During today’s ceremony, livestreamed on the World Food Prize Foundation’s website, Lal said it’s important to acknowledge the connection that exists between people and the soil.

“When people are poor, poverty-stricken and miserable, they pass on their sufferings to the land, and the land reciprocates,” said Lal, who will receive a $250,000 award from the World Food Prize. “And this realization that the land and people are closely connected is very important.”

He said when people are hungry and desperate, “that problem creates fanaticism and extremism."

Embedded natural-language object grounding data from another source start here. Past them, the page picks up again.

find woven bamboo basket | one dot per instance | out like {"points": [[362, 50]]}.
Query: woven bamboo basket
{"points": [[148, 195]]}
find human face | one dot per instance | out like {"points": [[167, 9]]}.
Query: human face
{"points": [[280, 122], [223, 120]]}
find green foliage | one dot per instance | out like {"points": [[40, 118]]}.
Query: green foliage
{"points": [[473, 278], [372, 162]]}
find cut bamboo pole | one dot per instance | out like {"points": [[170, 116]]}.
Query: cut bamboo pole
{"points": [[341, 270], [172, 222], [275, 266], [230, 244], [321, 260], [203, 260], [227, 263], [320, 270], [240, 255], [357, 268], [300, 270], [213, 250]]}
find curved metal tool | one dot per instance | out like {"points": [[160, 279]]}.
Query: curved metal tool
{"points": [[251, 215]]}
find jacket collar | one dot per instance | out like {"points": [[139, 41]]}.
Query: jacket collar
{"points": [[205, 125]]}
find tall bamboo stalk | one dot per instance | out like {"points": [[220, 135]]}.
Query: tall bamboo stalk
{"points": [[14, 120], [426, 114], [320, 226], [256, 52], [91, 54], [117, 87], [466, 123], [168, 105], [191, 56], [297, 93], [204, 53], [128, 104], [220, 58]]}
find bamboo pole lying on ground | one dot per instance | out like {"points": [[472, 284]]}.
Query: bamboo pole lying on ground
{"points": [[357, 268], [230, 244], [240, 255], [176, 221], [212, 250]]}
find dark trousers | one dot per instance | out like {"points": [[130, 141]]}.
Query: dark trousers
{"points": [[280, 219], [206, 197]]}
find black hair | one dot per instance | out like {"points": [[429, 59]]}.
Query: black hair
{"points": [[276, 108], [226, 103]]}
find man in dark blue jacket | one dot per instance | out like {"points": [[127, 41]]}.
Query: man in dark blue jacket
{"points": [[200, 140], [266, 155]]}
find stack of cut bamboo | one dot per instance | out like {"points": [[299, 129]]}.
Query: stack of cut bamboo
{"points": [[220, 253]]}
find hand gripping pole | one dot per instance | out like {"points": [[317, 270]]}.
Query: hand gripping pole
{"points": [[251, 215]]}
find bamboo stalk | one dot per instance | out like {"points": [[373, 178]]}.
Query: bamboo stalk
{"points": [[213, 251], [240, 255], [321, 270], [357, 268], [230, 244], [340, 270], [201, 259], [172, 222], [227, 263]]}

“This hunger and misery can only be quenched by a loaf of bread grown from grain in a healthy soil,” Lal said during a digital conversation with 2009 laureate Dr Gebisa Ejeta, a professor of agronomy at Purdue University who won the prize for his development of a sorghum hybrid that was resistant to droughts that helped increase food production in sub-Saharan Africa.

Lal also talked of soil as a living thing, containing up to 25% of the world’s biodiversity.

“If soil is a living thing, then soil, like any living thing, must also have rights. Rights to be protected, rights to be restored, rights to be managed judicially,” he said.

Lal said the COVID-19 pandemic is forcing the world to “critically consider how we produce, store, process, transport and consume our food.”

Using the best science to improve agriculture can help maximize efficiencies, while minimizing the “leakage of inputs into the environment, and therefore reducing carbon and the environmental footprint of the production system, and save land, water and natural resources,” he said.

Lal said the coronavirus pandemic also teaches everyone that the world is one family.

“If we treat each other well, we will certainly be better off,” said Lal, who indicated he would contribute his award to teaching and research in soil and sustainable agriculture.

Today’s ceremony also featured brief comments by U.S. Secretary of State Mike Pompeo and U.S Secretary of Agriculture Sonny Perdue.

Pompeo said ensuring a secure food supply is especially important now during the coronavirus pandemic.

“Dr. Lal’s research in soil science shows us that the solution to the problem is right under our feet,” Pompeo said. 

Pompeo said Lal’s work is helping 500 million small farmers and the billions of people who rely on them.

Perdue said Lal’s soil-centric approach to increasing food production while restoring and conserving natural resources matches the USDA’s motto of “do right and feed everyone.”

“The scientific innovations developed by those like Dr. Lal embodies the work he and we are doing,” Perdue said. “Agricultural practices Lal developed and advocated for are now at efforts to improve agricultural systems.”

Perdue said Lal is a pioneer in soil health research that demonstrates that soil structure is “crucial to sustaining and enhancing quantity and quality of food production in the tropics where soil degradation has resulted in low and ever depleting soil carbon.”

Lal will be presented with the award at a ceremony during the World Food Prize Borlaug Dialogue International Symposium on Oct. 14-16 in Des Moines.